CAF Wings Over Dallas WWII Airshow this Oct. 6-8 at Dallas Executive Airport!

World War II Veterans

CAF Wings Over Dallas honors and remembers the sacrifices of our World War II Veterans, by providing them free admission. Click here to Register a Veteran to attend the show.

World War II Veterans

CAF Wings Over Dallas honors and remembers the sacrifices of our World War II Veterans, by providing them free admission. Click here to Register a Veteran to attend the show.Visitors to the show will have the opportunity to meet some of these aviation and military legends at our autograph tent. Don’t miss this opportunity to meet these heroes and hear their stories!

Robert Hanna, Pearl Harbor Survivor
A native of Fort Worth, Robert Hanna joined the Navy in 1940 at age 17. He was assigned to Naval Air Station Kaneohe Bay on Oahu. On the morning of December 7th, 1941 he was stirred from his Barracks by the sound of enemy aircraft strafing the base. As Hanna headed for the hangar, the fire truck he was riding on was shot up. Hanna, along with the other sailors – prepared themselves for an anticipated Japanese land invasion, which thankfully did not happen.

Dale Robinson, Pearl Harbor Survivor
Dale Robinson, like many Americans was enjoying a peaceful Sunday morning on December 7th, 1941. The tropical morning was shattered when Robinson spotted enemy aircraft flying low, their tell-tale Red Suns blazing on their wings. Robinson remembers them so low, and so close that he could see their faces as they flew over the quadrangle.

Leland Rex, Pearl Harbor Survivor
When the Japanese attacked Pearl Harbor, Leland Rex was a communications clerk on Oahu. He was awoken on December 7th by the sound of commotion. Stepping outside, he could see the Japanese aircraft flying over Pearl Harbor. Following the attack, Rex visited for island, bearing witness to the destruction the Japanese had wrought. Rex would continue to serve his country for the next 28 years, on active duty through three wars.

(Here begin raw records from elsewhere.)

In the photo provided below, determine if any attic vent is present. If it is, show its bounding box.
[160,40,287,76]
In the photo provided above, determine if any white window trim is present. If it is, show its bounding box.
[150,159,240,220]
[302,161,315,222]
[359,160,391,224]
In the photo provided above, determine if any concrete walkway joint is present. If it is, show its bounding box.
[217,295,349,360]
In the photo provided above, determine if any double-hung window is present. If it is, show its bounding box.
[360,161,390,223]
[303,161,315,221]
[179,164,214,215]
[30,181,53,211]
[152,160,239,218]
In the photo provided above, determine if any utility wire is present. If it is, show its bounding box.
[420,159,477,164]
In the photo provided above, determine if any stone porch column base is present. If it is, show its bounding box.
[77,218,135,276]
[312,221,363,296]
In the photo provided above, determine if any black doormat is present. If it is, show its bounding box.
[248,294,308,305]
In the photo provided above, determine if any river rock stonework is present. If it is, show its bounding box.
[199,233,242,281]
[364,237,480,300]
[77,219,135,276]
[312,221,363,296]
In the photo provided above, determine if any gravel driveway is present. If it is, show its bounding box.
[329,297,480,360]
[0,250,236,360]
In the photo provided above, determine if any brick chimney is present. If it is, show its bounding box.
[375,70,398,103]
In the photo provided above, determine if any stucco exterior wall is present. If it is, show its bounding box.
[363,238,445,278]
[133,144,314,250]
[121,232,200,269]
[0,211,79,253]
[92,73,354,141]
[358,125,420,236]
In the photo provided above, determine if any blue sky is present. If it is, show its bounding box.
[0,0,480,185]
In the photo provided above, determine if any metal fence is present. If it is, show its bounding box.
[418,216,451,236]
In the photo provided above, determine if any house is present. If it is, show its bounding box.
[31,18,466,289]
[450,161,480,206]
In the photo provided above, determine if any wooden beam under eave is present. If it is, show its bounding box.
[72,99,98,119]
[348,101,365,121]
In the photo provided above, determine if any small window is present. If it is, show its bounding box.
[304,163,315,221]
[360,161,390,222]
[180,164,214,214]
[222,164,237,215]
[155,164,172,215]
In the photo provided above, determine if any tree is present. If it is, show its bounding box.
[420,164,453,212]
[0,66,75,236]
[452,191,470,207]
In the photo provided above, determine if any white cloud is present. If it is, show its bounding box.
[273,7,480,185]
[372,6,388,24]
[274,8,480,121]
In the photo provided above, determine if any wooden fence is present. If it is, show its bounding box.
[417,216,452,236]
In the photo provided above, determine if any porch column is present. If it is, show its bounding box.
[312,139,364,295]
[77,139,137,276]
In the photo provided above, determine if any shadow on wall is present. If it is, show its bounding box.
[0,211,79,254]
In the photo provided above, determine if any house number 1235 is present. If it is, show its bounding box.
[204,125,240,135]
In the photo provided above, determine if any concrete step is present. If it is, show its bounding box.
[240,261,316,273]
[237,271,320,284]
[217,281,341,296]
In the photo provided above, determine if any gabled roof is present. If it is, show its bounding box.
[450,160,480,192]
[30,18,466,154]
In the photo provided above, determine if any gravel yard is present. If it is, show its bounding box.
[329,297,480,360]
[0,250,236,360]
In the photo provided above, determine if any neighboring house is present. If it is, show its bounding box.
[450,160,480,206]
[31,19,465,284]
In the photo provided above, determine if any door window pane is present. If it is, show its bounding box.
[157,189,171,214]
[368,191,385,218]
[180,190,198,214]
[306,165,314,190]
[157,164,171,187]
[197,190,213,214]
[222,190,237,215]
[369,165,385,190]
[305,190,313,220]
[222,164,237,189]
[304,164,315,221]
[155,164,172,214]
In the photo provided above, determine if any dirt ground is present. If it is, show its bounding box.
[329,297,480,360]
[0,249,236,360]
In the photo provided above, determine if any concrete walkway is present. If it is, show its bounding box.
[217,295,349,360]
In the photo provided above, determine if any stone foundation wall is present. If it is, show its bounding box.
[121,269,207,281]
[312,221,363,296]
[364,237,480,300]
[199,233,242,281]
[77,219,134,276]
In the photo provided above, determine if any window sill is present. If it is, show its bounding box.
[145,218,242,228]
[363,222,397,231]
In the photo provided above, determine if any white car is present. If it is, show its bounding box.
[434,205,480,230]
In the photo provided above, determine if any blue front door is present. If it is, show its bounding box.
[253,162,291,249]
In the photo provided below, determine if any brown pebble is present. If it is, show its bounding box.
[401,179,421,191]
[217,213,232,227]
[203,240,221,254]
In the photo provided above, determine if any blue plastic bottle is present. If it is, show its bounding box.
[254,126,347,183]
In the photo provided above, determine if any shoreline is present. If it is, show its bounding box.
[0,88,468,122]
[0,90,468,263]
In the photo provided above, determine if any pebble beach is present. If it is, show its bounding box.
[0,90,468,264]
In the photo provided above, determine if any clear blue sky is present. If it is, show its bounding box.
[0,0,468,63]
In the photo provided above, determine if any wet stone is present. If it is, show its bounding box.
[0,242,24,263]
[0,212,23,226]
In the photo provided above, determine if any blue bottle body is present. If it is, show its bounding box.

Dick Cole, Last of the Doolittle’s Raiders
A member of the famed Doolittle Raiders, Dick Cole flew as Jimmy Doolittle’s co-pilot in the lead aircraft, and is the only surviving Raider. Cole attacked the city of Tokyo in the wake of Pearl Harbor, having flown his B-25 Bomber off the USS Hornet. Because there was no way to recover such a large aircraft on the ship, Cole and his crew flew on to China, and bailed out – where they were rescued. Cole went on to serve throughout the war, flying the Hump in the China-Burma-India theater.

Karnig Thomasian
Thomasian was assigned to the 20th Air Force in Chakulia, India, serving as a left side gunner and electrical specialist on board the B-29 Superfortress. On a mission to bomb railyards in Rangoon, Burma Thomasian’s aircraft was flipped upside down by an explosion caused by bombs which collided when they were released. Thomasian bailed out, and was captured by the Japanese – who took him into a prisoner of war camp for the remainder of the war.

Melvin Jacob
A Wisconsin native, 19 year old Melvin Jacob was pulled from the Pacific Ocean on August 4th, 1945 after surviving the sinking of the USS Indianapolis. He had treaded water, and floated without food or drink from almost five days in shark infested waters.

Donald Graves
Entering the United States Marine Corps at age 17, in 1942, Graves served two tours in the south Pacific. On February 19th, 1945 his division hit the beaches on Iwo Jima, and over the next three days, secured Mount Surabachi. Even after the flag was raised on the mountain, there would be five more weeks of tough fighting before the island was in American hands.

Bill Schott
Schott was a 20 year old US Marine when his halftrack carrying a 75mm Howitzer landed on the beaches of Iwo Jima. Without the fire from Howitzers like Schott’s the Marine infantrymen would have taken even heavier casualties on Iwo Jima. Schott was on the island for 32 Days.